Inoltre, insegna traduzione manga in inglese presso la Japan Visualmedia Translation Academy di Tokyo, si occupa di consulenza editoriale e scouting per nuovi fumetti da pubblicare presso vari editori, partecipa a conferenze sul manga e sull’animazione giapponese, scrive articoli sull’argomento e appare anche nei mass media giapponesi, sempre parlando di pop culture. Si definisce professional otaku e il suo obiettivo è contribuire allo sviluppo di un ponte culturale tra Italia – anzi, Europa – e Giappone, importando ed esportando la cultura giovanile di entrambi i paesi, con un occhio di riguardo per il fumetto, la sua grande passione di sempre. A parte manga e anime, ama le moto giapponesi da pista/strada, il rock degli anni ’50 e ’60, il Giappone, la Gran Bretagna e la sua città natale.

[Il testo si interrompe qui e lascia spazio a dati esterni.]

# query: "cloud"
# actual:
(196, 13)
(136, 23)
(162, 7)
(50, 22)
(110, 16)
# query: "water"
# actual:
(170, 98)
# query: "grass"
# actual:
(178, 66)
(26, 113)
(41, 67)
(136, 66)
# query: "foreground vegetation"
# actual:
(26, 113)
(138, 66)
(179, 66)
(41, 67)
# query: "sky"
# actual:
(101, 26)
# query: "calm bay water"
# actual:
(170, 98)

Alcuni titoli: Orange Road, Video Girl Ai, Le bizzarre avventure di JoJo, Air Gear, Bleach, Black Butler, BTOOOM!, Dimension W, Blood Lad, Natsume degli spiriti, La principessa cadavere, I fiori del male, Soul Eater, Gangsta, Tiger & Bunny, ecc. Anime: Ghost in the Shell, Nana, Steins;Gate (inglese), Gantz O, ecc. Film: I sette samurai e Barbarossa di Akira Kurosawa, Mogura no Uta [The Mole Song] e Kamisama no Iu Tori [As the Gods Will] di Takashi Miike, Why Don’t You Play in Hell? di Sion Sono.